Fig. 1: Using AuRBT to detect Cas12a binding and R-loop formation.
figure 1

A Schematic of rotor bead tracking assay. A torsionally constrained DNA tether is stretched between a cover slip and magnetic bead. An evanescent field generated by TIR illuminates the rotor bead. Torque (τ) is measured from the difference between magnet position (θ) and the angular deflection of the rotor bead (Ψ), reporting on structural transitions in the target sequence. B R-loop formation event in the presence of dLbCas12a. Measured torque (above) and calculated change in equilibrium twist (below) as a function of total twist imposed by rotating magnets. Raw data are shown in black; 1 s averaged traces are shown in red. The change in equilibrium twist is shown in units of base pairs unwound, assuming that changes are due to unwinding of B-DNA. R-loop formation produces a jump in torque and a corresponding step in equilibrium twist. C Torque vs. twist for unwinding and rewinding cycles in the presence of dAsCas12a. Magnets were rotated to cycle between positive and negative twist, driving repeated R-loop formation and collapse events. Raw data for a single cycle of unwinding (black) and rewinding (gray) are shown with overlayed time-averaged (1 s) unwinding (red-orange) and rewinding (blue-green) traces from the same cycle and two additional magnet cycles. Vertical arrows indicate locations of R-loop formation at negative torque (pink) and collapse at positive torque (blue), respectively. Diagonal arrows show the direction of magnet rotation during unwinding (black) and rewinding (gray). D Example R-loop formation event for dAsCas12a with a fully-matched (FM) guide RNA (gRNA). Additional panels show zoomed-in regions. Yellow lines show idealizes traces generated by change-point analysis.

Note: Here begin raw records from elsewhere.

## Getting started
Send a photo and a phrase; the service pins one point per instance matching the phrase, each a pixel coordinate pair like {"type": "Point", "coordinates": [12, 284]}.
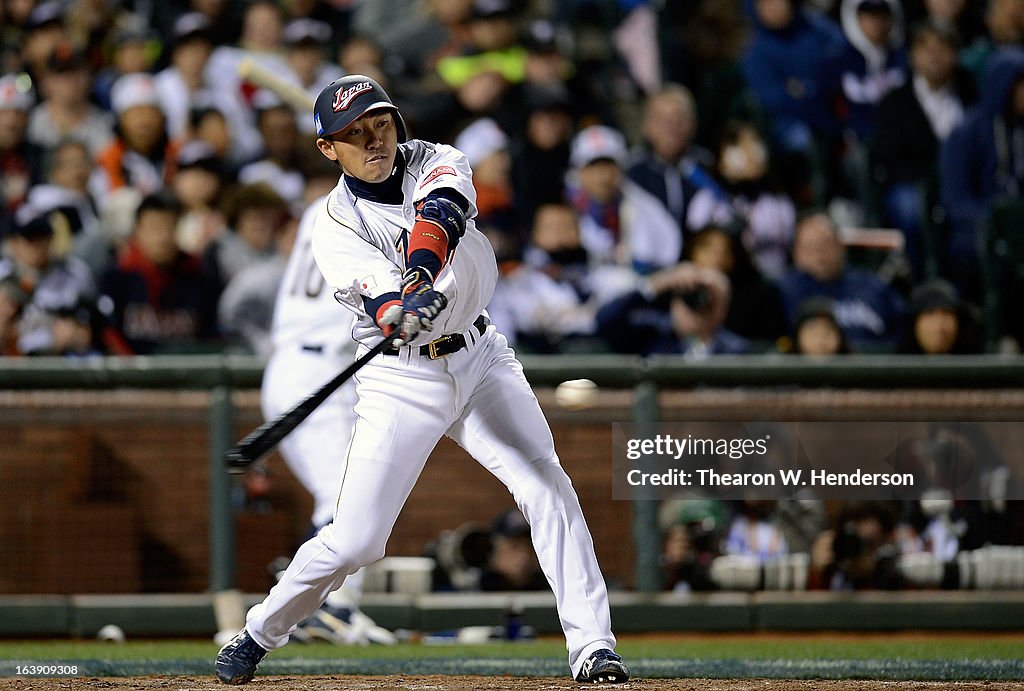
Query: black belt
{"type": "Point", "coordinates": [445, 345]}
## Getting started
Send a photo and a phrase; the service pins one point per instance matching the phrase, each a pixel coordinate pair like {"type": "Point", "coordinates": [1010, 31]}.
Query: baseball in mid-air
{"type": "Point", "coordinates": [112, 633]}
{"type": "Point", "coordinates": [576, 394]}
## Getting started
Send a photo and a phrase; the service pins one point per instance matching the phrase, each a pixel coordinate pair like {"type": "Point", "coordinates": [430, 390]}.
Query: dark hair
{"type": "Point", "coordinates": [944, 30]}
{"type": "Point", "coordinates": [160, 201]}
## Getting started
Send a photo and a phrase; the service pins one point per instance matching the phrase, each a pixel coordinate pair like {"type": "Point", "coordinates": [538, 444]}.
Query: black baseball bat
{"type": "Point", "coordinates": [266, 436]}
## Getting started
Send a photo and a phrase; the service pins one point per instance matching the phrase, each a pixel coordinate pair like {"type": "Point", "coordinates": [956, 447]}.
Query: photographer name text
{"type": "Point", "coordinates": [709, 477]}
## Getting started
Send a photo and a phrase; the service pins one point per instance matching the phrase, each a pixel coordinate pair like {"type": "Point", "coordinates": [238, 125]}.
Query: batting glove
{"type": "Point", "coordinates": [419, 298]}
{"type": "Point", "coordinates": [420, 305]}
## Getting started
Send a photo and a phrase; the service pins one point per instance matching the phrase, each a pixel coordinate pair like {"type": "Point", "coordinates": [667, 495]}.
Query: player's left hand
{"type": "Point", "coordinates": [420, 302]}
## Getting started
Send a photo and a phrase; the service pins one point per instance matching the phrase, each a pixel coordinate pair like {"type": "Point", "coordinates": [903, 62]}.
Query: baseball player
{"type": "Point", "coordinates": [396, 240]}
{"type": "Point", "coordinates": [312, 341]}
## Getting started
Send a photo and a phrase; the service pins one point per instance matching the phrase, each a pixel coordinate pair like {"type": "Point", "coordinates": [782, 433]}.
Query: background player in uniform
{"type": "Point", "coordinates": [397, 241]}
{"type": "Point", "coordinates": [312, 341]}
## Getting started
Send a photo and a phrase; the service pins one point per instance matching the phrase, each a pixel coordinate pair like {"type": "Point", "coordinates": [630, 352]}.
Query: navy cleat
{"type": "Point", "coordinates": [238, 660]}
{"type": "Point", "coordinates": [603, 666]}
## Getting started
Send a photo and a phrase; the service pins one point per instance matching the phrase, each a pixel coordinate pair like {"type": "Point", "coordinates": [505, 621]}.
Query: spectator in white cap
{"type": "Point", "coordinates": [486, 146]}
{"type": "Point", "coordinates": [42, 32]}
{"type": "Point", "coordinates": [280, 165]}
{"type": "Point", "coordinates": [19, 159]}
{"type": "Point", "coordinates": [141, 156]}
{"type": "Point", "coordinates": [620, 222]}
{"type": "Point", "coordinates": [184, 86]}
{"type": "Point", "coordinates": [306, 44]}
{"type": "Point", "coordinates": [66, 111]}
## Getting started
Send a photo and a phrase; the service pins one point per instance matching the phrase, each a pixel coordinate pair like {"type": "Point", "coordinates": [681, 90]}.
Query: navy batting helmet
{"type": "Point", "coordinates": [345, 100]}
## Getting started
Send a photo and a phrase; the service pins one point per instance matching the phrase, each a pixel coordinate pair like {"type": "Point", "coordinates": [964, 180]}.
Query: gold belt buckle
{"type": "Point", "coordinates": [433, 345]}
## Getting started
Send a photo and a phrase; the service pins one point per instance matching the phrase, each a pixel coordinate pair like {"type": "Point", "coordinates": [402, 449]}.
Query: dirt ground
{"type": "Point", "coordinates": [444, 683]}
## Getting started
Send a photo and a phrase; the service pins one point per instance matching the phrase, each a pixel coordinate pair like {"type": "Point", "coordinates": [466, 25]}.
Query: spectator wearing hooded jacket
{"type": "Point", "coordinates": [983, 160]}
{"type": "Point", "coordinates": [142, 156]}
{"type": "Point", "coordinates": [786, 67]}
{"type": "Point", "coordinates": [620, 222]}
{"type": "Point", "coordinates": [868, 311]}
{"type": "Point", "coordinates": [872, 61]}
{"type": "Point", "coordinates": [912, 121]}
{"type": "Point", "coordinates": [670, 167]}
{"type": "Point", "coordinates": [160, 299]}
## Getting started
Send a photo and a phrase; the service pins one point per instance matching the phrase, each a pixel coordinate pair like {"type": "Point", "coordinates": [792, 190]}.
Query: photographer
{"type": "Point", "coordinates": [860, 553]}
{"type": "Point", "coordinates": [679, 310]}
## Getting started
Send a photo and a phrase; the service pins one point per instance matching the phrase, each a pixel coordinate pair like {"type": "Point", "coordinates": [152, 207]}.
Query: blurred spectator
{"type": "Point", "coordinates": [981, 161]}
{"type": "Point", "coordinates": [305, 52]}
{"type": "Point", "coordinates": [691, 529]}
{"type": "Point", "coordinates": [541, 154]}
{"type": "Point", "coordinates": [677, 310]}
{"type": "Point", "coordinates": [68, 190]}
{"type": "Point", "coordinates": [753, 532]}
{"type": "Point", "coordinates": [209, 125]}
{"type": "Point", "coordinates": [245, 310]}
{"type": "Point", "coordinates": [51, 286]}
{"type": "Point", "coordinates": [279, 168]}
{"type": "Point", "coordinates": [199, 185]}
{"type": "Point", "coordinates": [1005, 28]}
{"type": "Point", "coordinates": [66, 111]}
{"type": "Point", "coordinates": [512, 564]}
{"type": "Point", "coordinates": [485, 145]}
{"type": "Point", "coordinates": [43, 31]}
{"type": "Point", "coordinates": [160, 300]}
{"type": "Point", "coordinates": [872, 61]}
{"type": "Point", "coordinates": [142, 156]}
{"type": "Point", "coordinates": [414, 36]}
{"type": "Point", "coordinates": [183, 87]}
{"type": "Point", "coordinates": [134, 47]}
{"type": "Point", "coordinates": [756, 308]}
{"type": "Point", "coordinates": [939, 322]}
{"type": "Point", "coordinates": [12, 301]}
{"type": "Point", "coordinates": [701, 44]}
{"type": "Point", "coordinates": [786, 67]}
{"type": "Point", "coordinates": [475, 557]}
{"type": "Point", "coordinates": [964, 16]}
{"type": "Point", "coordinates": [868, 311]}
{"type": "Point", "coordinates": [620, 222]}
{"type": "Point", "coordinates": [361, 55]}
{"type": "Point", "coordinates": [255, 213]}
{"type": "Point", "coordinates": [478, 80]}
{"type": "Point", "coordinates": [815, 331]}
{"type": "Point", "coordinates": [670, 167]}
{"type": "Point", "coordinates": [547, 303]}
{"type": "Point", "coordinates": [912, 121]}
{"type": "Point", "coordinates": [747, 199]}
{"type": "Point", "coordinates": [261, 41]}
{"type": "Point", "coordinates": [20, 161]}
{"type": "Point", "coordinates": [860, 553]}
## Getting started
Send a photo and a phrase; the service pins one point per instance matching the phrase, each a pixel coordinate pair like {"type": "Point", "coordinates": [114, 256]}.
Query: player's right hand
{"type": "Point", "coordinates": [419, 297]}
{"type": "Point", "coordinates": [419, 307]}
{"type": "Point", "coordinates": [395, 317]}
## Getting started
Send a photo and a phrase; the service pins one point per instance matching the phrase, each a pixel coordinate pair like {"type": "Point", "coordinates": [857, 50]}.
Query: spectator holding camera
{"type": "Point", "coordinates": [678, 310]}
{"type": "Point", "coordinates": [816, 332]}
{"type": "Point", "coordinates": [620, 222]}
{"type": "Point", "coordinates": [860, 553]}
{"type": "Point", "coordinates": [49, 286]}
{"type": "Point", "coordinates": [868, 311]}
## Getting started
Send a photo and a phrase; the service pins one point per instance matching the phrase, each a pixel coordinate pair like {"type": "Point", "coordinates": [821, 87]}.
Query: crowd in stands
{"type": "Point", "coordinates": [655, 177]}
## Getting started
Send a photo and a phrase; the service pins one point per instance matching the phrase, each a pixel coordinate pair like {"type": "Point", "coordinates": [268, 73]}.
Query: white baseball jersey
{"type": "Point", "coordinates": [359, 245]}
{"type": "Point", "coordinates": [477, 395]}
{"type": "Point", "coordinates": [312, 342]}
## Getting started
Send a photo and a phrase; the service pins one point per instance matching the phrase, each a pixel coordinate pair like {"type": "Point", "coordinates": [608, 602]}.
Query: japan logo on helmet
{"type": "Point", "coordinates": [344, 97]}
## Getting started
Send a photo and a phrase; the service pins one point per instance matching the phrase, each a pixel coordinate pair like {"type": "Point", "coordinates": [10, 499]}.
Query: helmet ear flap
{"type": "Point", "coordinates": [399, 124]}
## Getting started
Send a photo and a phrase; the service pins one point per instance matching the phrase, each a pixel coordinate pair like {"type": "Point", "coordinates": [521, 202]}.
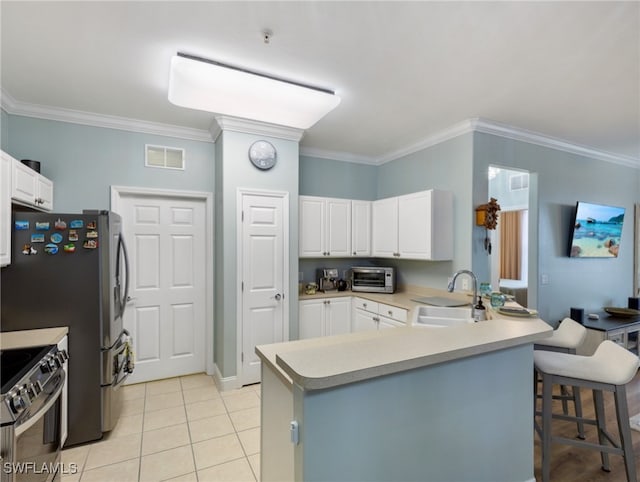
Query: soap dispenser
{"type": "Point", "coordinates": [479, 312]}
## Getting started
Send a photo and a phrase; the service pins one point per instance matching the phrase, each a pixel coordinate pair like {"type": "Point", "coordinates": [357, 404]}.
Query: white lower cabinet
{"type": "Point", "coordinates": [370, 315]}
{"type": "Point", "coordinates": [324, 317]}
{"type": "Point", "coordinates": [64, 417]}
{"type": "Point", "coordinates": [30, 188]}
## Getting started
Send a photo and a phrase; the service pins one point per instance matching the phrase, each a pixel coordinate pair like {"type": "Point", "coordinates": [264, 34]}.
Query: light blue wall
{"type": "Point", "coordinates": [557, 180]}
{"type": "Point", "coordinates": [329, 178]}
{"type": "Point", "coordinates": [444, 422]}
{"type": "Point", "coordinates": [4, 130]}
{"type": "Point", "coordinates": [509, 200]}
{"type": "Point", "coordinates": [560, 179]}
{"type": "Point", "coordinates": [85, 161]}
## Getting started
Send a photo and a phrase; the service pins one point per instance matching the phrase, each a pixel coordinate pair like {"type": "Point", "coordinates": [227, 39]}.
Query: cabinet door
{"type": "Point", "coordinates": [45, 193]}
{"type": "Point", "coordinates": [338, 316]}
{"type": "Point", "coordinates": [338, 227]}
{"type": "Point", "coordinates": [24, 187]}
{"type": "Point", "coordinates": [311, 318]}
{"type": "Point", "coordinates": [361, 228]}
{"type": "Point", "coordinates": [364, 321]}
{"type": "Point", "coordinates": [388, 323]}
{"type": "Point", "coordinates": [5, 209]}
{"type": "Point", "coordinates": [384, 227]}
{"type": "Point", "coordinates": [441, 220]}
{"type": "Point", "coordinates": [312, 227]}
{"type": "Point", "coordinates": [414, 225]}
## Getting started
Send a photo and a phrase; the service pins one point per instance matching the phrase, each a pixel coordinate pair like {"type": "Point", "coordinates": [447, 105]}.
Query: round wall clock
{"type": "Point", "coordinates": [263, 155]}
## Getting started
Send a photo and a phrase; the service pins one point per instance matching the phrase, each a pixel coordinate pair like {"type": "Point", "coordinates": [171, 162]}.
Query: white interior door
{"type": "Point", "coordinates": [264, 301]}
{"type": "Point", "coordinates": [165, 236]}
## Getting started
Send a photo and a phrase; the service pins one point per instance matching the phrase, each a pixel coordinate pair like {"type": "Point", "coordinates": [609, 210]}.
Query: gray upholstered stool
{"type": "Point", "coordinates": [565, 339]}
{"type": "Point", "coordinates": [610, 368]}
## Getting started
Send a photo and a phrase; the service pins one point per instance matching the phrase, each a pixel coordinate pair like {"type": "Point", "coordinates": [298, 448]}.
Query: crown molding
{"type": "Point", "coordinates": [14, 107]}
{"type": "Point", "coordinates": [477, 124]}
{"type": "Point", "coordinates": [503, 130]}
{"type": "Point", "coordinates": [463, 127]}
{"type": "Point", "coordinates": [236, 124]}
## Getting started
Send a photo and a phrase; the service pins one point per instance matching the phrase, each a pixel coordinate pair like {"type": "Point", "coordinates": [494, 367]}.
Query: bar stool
{"type": "Point", "coordinates": [610, 368]}
{"type": "Point", "coordinates": [565, 339]}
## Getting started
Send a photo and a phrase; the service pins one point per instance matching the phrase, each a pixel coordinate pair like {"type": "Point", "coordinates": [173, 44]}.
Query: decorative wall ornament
{"type": "Point", "coordinates": [487, 216]}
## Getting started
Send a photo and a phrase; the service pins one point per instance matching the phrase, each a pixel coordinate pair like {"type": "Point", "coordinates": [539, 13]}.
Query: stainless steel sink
{"type": "Point", "coordinates": [442, 317]}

Dashed magenta lines are at 5 bp, 17 bp, and 20 bp to guide the eye. E Example R-loop formation event for dLbCas12a with a FM sgRNA. Insets: From left to right, zoomed-in views of R-loop formation, hopping between distal R-loop states, and R-loop collapse.

For both Cas12a orthologs loaded with a fully matched (FM) guide for the chosen target sequence (sequence 1), the observed behavior is qualitatively similar to previous measurements of dCas945, showing transitions to long-lived states consistent with stable binding and ~20 bp R-loop formation (Fig. 1C–E). Under our experimental conditions, dCas12a R-loop formation and collapse typically occur at negative and positive torques, respectively. These large unwinding events are not seen in control experiments on bare DNA, with dCas12a protein alone, with guide RNA alone, or with guide RNA that is highly mismatched to the target DNA (Supplementary Fig. 2).

R-loop intermediates differ between Cas12a orthologs

The high resolution of AuRBT allows us to directly probe for the proposed seed intermediate, additional R-loop intermediates, and downstream DNA breathing. Example traces (Fig. 1D,E) and automated change point analysis54 show evidence of all of these features, although there are unexpected differences between orthologs. With FM guide RNA, dAsCas12a (but not dLbCas12a) shows clear short dwells in a ~ 5 bp intermediate during R-loop formation and collapse, consistent with the seed region (Fig. 1D). dAsCas12a also proceeds through a persistent distal intermediate with ~17 bp unwound, reaching 20 bp only at high values of negative twist (Fig. 1D). At the highest values of negative twist, the dAsCas12a (but not dLbCas12a) R-loop extends beyond 20 bp, consistent with downstream DNA breathing (Fig. 1D). In contrast, dLbCas12a with a FM guide RNA characteristically forms a full 20 bp R-loop without observable intermediates within the resolution of our assay during unwinding (Fig. 1E). During rewinding, R-loop collapse for dLbCas12a proceeds through reversible transitions to a discrete distal intermediate at ~17 bp, with many transitions between this intermediate and the full R-loop (Fig. 1E). Asymmetry between unwinding and rewinding, as seen in this example, can arise from mechanical loading that outpaces equilibration between some kinetic states55.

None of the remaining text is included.